Pur beurrre de cacao
Pâques, c’est la fête reine du chocolat au lait, « les enfants en raffolent » mais « le noir fait un retour en force depuis quelques années » analyse Philippe Tournie. Quant au chocolat blanc, il représente moins de 1% de la fabrication et sert « uniquement pour les décors ». A Noël, la chocolaterie fabrique orangettes, palets d’or et truffes ; au printemps, ce sont les sujets traditionnels qui prennent le relais : cloches, poissons, oeufs et lapins se déclinent dans toutes les tailles et avec toutes les garnitures. Les décors, c’est la grande signature de la chocolaterie, sont réalisés à la main avec un cornet : fleurs, tiges, colombes blanches en glace royale, témoignent d’un savoir-faire rare remplacé par la mécanisation.
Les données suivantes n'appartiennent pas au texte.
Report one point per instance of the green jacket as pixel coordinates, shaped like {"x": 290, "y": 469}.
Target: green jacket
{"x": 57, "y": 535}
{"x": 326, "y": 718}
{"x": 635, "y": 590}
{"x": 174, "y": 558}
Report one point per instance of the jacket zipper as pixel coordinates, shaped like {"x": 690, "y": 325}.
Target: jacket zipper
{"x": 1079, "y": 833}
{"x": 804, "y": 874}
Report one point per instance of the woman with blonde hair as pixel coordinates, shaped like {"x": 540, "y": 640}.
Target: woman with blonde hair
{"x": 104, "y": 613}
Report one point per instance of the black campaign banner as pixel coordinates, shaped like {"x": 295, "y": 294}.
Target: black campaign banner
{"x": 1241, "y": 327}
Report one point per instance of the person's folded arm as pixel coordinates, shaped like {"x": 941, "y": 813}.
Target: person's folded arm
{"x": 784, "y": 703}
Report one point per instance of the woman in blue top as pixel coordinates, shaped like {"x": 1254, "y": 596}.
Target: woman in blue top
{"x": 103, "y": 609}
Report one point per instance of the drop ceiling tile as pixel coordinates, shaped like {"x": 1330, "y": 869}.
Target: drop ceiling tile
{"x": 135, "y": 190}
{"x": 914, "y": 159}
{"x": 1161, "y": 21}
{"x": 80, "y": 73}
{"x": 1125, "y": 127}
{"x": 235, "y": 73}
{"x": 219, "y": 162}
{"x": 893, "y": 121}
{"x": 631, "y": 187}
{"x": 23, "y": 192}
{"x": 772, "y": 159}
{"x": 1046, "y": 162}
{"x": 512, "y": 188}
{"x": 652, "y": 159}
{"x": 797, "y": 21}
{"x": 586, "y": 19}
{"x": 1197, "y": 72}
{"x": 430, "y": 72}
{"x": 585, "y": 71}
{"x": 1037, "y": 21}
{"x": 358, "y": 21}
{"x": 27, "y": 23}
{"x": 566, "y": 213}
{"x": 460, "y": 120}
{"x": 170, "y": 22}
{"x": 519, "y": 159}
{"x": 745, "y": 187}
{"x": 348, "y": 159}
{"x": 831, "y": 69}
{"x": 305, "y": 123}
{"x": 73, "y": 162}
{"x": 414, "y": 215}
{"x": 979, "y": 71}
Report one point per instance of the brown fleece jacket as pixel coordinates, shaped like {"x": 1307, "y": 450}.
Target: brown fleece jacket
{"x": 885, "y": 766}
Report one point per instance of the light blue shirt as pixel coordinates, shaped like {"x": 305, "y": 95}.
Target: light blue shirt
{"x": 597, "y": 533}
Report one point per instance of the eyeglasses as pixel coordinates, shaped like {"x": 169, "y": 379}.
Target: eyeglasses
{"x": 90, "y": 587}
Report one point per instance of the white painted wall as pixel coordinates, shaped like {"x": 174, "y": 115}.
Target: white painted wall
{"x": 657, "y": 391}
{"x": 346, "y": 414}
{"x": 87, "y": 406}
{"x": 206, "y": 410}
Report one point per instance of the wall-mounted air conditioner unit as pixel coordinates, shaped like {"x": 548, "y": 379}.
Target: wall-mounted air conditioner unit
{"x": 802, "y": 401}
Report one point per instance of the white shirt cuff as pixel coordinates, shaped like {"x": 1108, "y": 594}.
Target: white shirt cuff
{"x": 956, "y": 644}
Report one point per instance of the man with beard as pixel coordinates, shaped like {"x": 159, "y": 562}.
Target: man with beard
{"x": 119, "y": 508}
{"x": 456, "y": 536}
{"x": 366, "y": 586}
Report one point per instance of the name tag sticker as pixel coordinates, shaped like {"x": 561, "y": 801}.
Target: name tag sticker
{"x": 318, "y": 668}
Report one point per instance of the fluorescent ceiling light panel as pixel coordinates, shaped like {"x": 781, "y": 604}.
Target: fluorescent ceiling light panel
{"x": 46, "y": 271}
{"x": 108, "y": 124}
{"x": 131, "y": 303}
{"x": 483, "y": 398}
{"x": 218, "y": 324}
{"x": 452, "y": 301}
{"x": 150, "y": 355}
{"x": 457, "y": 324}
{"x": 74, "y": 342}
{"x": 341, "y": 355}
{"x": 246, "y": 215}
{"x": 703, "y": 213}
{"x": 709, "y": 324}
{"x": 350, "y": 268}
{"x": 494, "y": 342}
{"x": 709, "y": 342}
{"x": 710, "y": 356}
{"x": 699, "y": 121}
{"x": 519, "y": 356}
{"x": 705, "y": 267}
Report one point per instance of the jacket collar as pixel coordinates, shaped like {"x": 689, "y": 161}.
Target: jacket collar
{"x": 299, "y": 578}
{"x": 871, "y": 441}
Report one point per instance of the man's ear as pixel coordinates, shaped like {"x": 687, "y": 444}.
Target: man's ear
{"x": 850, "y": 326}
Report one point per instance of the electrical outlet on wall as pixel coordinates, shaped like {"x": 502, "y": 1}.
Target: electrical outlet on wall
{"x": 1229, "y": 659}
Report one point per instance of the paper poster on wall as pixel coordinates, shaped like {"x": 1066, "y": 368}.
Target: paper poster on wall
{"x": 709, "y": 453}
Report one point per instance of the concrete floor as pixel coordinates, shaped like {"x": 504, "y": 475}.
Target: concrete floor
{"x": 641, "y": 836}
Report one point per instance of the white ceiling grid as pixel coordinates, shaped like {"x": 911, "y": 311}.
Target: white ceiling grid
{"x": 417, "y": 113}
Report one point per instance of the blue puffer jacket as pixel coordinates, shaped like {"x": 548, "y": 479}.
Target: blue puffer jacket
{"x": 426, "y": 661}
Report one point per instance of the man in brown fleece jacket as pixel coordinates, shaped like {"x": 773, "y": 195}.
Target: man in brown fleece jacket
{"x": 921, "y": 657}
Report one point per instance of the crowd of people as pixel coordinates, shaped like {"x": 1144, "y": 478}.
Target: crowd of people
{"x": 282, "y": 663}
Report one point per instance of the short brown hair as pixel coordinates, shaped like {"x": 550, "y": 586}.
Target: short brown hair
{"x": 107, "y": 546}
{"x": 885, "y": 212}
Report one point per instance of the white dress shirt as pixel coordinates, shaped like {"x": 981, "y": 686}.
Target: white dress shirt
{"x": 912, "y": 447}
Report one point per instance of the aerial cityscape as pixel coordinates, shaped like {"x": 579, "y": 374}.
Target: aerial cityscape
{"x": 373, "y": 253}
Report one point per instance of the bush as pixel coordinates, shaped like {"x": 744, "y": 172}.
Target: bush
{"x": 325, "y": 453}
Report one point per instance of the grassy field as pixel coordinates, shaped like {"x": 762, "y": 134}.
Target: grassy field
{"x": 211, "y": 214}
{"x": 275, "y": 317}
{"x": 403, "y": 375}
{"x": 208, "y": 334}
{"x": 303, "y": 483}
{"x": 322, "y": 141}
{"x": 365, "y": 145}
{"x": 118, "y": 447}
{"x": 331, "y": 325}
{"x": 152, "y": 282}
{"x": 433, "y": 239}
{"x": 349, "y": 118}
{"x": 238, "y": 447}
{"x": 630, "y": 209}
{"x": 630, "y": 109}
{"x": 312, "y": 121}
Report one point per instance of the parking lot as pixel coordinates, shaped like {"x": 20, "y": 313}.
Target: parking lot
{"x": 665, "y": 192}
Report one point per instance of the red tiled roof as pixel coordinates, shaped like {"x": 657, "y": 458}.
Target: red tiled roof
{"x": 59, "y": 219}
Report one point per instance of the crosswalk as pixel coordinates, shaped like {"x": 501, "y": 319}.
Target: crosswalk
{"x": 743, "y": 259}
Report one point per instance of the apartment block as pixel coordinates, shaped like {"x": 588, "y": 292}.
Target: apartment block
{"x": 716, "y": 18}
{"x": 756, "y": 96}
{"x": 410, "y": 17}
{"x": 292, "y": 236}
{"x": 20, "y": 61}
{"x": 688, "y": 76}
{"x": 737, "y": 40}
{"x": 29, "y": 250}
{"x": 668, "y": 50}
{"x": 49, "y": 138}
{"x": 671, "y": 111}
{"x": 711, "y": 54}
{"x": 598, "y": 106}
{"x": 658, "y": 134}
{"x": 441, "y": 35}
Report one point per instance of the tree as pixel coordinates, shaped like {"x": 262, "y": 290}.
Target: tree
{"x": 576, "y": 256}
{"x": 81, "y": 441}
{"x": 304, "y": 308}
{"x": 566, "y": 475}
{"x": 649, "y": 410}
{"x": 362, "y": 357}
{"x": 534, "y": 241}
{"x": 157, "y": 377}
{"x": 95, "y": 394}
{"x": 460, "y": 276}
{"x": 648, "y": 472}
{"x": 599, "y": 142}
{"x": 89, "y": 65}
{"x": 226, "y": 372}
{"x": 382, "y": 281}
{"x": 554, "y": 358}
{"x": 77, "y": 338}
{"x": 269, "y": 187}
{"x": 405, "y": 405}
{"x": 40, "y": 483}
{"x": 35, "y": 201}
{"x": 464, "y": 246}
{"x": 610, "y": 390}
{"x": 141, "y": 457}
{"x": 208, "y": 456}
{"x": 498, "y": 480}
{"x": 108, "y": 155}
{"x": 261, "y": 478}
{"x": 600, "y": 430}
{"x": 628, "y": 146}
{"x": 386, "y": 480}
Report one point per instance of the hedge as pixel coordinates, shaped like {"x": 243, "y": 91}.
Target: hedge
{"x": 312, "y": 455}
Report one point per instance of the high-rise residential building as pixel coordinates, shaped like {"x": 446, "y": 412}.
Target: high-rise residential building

Le chocolat, signé de la maison suisse Barry-Callebaut, est garanti sans graisse végétale, pur beurre de cacao, « signe d’attachement et de respect aux marqueurs de qualité » assure le chocolatier.

Prenant un lapin en main, Philippe assure : « Ce métier demande énormément de main d’oeuvre, je ne suis pas sûr de vouloir voir mes fils de 19 et 29 ans prendre la suite ». Il n’empêche, la passion demeure et, embrassant du regard une forêt de moules de toute sorte, Philippe Tournie confie : « Là, je viens de finir les modèles de la collection 2018. Il va falloir qu’on se mette aux photos ». La vie est un éternel recommencement…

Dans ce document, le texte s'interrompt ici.